The posts on this page are contributed by students from the University of Maryland's Robert H. Smith School of Business in conjunction with the newly launched Center for Social Value Creation. The center's mission is to develop leaders with a deep sense of individual responsibility and the knowledge to use business as a vehicle for social change. These posts are a way to continue the dialogue outside of the classroom and share the viewpoints of Smith students on the challenges and opportunities of triple bottom line thinking.

2 responses

  1. A standardized pre season evaluation of the head neck and jaw used by the N.E. Patriots should be mandated.
    Playing football with a boxers “Glass Jaw” is not a good idea. Developed with Marvin Hagler, he never got ko’d, never!!!!
    The Patriots have the lowest concussion rate annually, Merriweather and other are educated about this prior to the season and make the choice on there own. They have a distinct advantage wearing these medical devices and it showed when both Heap and Mason were ko’d. The hit on Edelman by Lewis rung his bell because Edelman choses to wear a ten dollar guard, that will change this week, the trainers will make sure of it. Let me know if your interested in a story, See links
    http://www.mahercor Traumatology%20Publi cation.pdf Traumatology%20Publi cation.pdf
    http://fourthandgoa 21/nfl-and-nfl-playe rs-association-ne 21/nfl-and-nfl-playe rs-association-ne
    ed-to-mandate-the- use-of-mouth-gaurds/
    http://fourthandgoa 24/why-is-the-mouth- guard-not-a-manda 24/why-is-the-mouth- guard-not-a-manda
    tory-piece-of-equi pment-in-the-nfl/
    http://www.kansasci 52026/cassels-secret -weapon-against.h 52026/cassels-secret -weapon-against.h
    http://www.usajunio /USAJHM_Sept_09_12_2 4.pdf /USAJHM_Sept_09_12_2 4.pdf

  2. Why continue the same old approach if the situation continues to get worse?
    What has to change?
    We need to consider alternatives to the same old way of looking at concussions. It is widely accepted in the medical community that the majority of concussions especially the severe ones that result in unconsciousness stem from lower jaw impacts. Yet most players leave the jaw and TMJ completely unprotected There is protective equipment for almost every joint in the body, shoulder pads, knee pads, hip pads, elbow pads, etc.
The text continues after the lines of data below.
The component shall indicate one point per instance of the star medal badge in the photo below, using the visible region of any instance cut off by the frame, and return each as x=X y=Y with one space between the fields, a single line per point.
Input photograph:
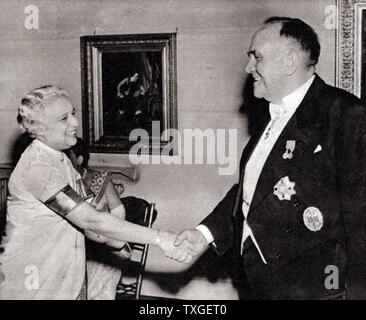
x=284 y=189
x=290 y=147
x=313 y=219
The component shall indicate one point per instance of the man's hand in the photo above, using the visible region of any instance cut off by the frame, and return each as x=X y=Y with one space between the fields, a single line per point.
x=193 y=240
x=113 y=243
x=180 y=253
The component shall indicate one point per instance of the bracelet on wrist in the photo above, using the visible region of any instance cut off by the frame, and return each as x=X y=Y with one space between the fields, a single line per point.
x=157 y=238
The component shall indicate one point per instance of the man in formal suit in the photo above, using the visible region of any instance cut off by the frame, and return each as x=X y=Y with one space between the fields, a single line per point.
x=297 y=217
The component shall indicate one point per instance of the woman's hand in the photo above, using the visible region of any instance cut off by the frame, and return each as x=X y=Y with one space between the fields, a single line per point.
x=165 y=240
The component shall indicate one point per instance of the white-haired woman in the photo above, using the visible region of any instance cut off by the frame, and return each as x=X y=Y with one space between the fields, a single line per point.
x=44 y=247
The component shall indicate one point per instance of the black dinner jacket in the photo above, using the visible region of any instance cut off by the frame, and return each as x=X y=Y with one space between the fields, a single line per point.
x=333 y=180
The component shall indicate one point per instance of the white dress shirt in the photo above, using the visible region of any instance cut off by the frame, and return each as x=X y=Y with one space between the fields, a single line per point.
x=280 y=116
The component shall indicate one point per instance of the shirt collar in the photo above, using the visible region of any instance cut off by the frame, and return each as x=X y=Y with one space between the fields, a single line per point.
x=291 y=101
x=38 y=143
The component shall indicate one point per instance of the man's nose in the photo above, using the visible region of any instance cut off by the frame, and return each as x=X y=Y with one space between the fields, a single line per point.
x=250 y=66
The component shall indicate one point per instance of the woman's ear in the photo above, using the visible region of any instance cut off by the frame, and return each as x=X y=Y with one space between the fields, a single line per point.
x=41 y=130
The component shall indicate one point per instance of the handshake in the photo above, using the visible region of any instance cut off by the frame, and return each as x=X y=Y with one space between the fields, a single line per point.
x=181 y=247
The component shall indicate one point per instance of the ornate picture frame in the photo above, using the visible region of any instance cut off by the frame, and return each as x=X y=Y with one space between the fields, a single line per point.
x=128 y=82
x=351 y=46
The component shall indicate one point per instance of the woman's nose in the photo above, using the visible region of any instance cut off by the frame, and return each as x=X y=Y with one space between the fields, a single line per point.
x=73 y=121
x=250 y=66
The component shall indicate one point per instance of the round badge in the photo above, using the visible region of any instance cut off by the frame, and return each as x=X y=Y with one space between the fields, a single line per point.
x=313 y=219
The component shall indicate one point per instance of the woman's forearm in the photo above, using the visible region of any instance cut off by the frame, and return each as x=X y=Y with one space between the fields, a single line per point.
x=88 y=218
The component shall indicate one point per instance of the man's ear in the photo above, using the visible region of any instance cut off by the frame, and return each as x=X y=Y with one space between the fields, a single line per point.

But the one joint that has direct access to the brain the TMJ is left unprotected.

    We need to secure and stabilize the jaw to prevent it from slamming the base of the brain and TMJ.
    Boxers know the easiest way to knock out an opponent or in other words “give him a concussion” is to hit him on the jaw driving the jaw bone up into the TMJ and base of the Brain.
    The thinnest bone in the body know as the Glenoid fosa separates the end of the jaw bone and the brain. It’s about the tickness of a potato chip and most athletes who have competed in contact sports have damage in this area.
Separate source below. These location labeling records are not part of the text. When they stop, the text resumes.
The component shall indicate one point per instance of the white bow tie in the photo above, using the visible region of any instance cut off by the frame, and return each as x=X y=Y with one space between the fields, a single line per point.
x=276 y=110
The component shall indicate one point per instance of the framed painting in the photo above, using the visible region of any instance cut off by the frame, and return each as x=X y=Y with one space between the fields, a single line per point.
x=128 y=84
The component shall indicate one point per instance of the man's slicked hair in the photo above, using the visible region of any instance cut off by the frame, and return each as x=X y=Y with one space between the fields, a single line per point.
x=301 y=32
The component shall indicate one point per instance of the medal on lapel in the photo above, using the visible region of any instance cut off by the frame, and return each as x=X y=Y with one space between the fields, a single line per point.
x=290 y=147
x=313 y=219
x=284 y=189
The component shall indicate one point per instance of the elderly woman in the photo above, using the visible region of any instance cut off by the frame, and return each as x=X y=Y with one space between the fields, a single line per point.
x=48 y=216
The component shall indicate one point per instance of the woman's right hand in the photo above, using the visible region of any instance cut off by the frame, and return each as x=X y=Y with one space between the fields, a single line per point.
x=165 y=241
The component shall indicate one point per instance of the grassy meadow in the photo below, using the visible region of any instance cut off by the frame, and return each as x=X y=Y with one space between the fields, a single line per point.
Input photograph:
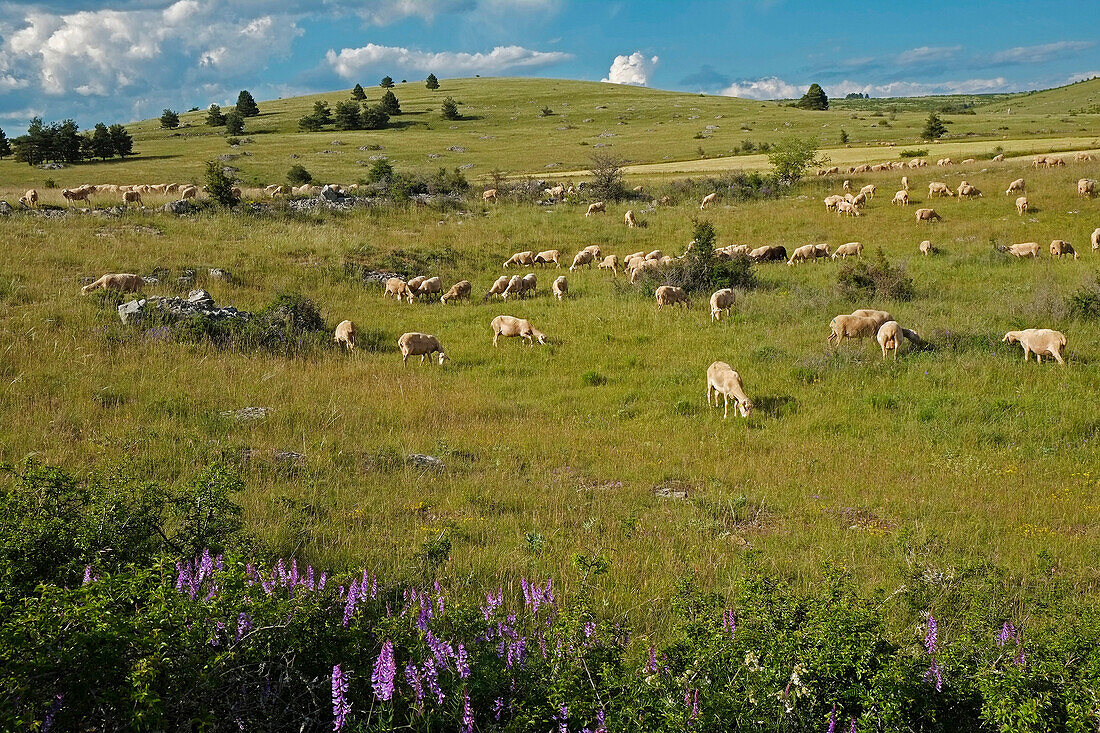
x=948 y=459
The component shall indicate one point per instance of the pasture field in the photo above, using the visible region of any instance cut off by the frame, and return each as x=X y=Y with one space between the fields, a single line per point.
x=600 y=444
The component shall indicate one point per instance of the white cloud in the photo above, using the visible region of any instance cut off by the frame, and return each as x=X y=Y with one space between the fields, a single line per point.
x=631 y=69
x=351 y=63
x=1040 y=53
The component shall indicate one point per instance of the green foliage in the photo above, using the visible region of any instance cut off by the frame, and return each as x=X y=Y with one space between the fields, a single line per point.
x=813 y=99
x=793 y=156
x=169 y=119
x=298 y=175
x=220 y=186
x=875 y=276
x=245 y=105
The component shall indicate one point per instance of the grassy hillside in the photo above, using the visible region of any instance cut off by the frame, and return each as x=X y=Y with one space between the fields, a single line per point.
x=505 y=130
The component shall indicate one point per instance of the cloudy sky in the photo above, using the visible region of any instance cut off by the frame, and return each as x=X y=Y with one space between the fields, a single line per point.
x=125 y=59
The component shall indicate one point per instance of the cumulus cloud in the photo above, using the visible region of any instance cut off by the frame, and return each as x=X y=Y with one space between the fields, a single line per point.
x=350 y=63
x=633 y=69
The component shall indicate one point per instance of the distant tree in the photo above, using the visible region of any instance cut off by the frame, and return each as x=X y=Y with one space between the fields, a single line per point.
x=169 y=120
x=298 y=175
x=245 y=105
x=793 y=156
x=814 y=98
x=389 y=104
x=215 y=117
x=450 y=109
x=234 y=122
x=101 y=145
x=219 y=185
x=373 y=117
x=347 y=116
x=934 y=128
x=121 y=140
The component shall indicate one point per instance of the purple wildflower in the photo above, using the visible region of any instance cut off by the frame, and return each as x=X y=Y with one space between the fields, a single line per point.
x=385 y=669
x=340 y=706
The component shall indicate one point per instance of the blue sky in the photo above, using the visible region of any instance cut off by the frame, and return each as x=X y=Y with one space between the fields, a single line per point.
x=124 y=59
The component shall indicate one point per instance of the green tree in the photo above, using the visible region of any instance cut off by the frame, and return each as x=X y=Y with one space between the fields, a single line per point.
x=234 y=123
x=122 y=141
x=934 y=128
x=793 y=156
x=169 y=120
x=347 y=116
x=245 y=105
x=215 y=117
x=389 y=104
x=814 y=98
x=450 y=109
x=219 y=185
x=101 y=146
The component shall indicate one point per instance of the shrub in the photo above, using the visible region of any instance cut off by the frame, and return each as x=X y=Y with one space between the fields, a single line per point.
x=875 y=276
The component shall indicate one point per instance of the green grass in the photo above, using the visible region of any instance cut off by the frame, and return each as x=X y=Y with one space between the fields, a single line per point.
x=957 y=455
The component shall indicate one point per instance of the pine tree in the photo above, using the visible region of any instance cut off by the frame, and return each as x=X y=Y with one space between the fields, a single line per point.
x=389 y=104
x=934 y=128
x=169 y=120
x=245 y=105
x=215 y=117
x=101 y=146
x=121 y=141
x=814 y=98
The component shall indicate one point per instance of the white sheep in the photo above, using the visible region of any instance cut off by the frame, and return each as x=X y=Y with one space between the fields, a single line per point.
x=722 y=379
x=419 y=345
    Upper only mouthguards are not doing the job.
    Studies show the majority of concussions resulting in unconsciousness, are from impacts to the jaw. Yet most football programs continue to hand out the cheap upper only mouthguards. These mouthguards offer little or no protection from this type of impact. An upper and lower mouth guard is essential in preventing jaw-related concussions, TMJ dislocation and dental trauma. Even when wearing a helmet, impacts to facemask and helmet are transmitted through the chinstrap to the TMJ and base of the skull. We spend hundreds of dollars per player on equipment and uniforms and less than one dollar to protect the teeth and brai
    Dual Arch Tecnology
    The only way to secure the jaw and protect the lower jaw from slamming the TMJ and base of the skull is with a Bi-Molar or dual Arch mouthguard. Brain-Pad has been working on this technology for over 15 years and tests have proven it can reduce impact energy from lower jaw impacts by as much as 40%. See link below.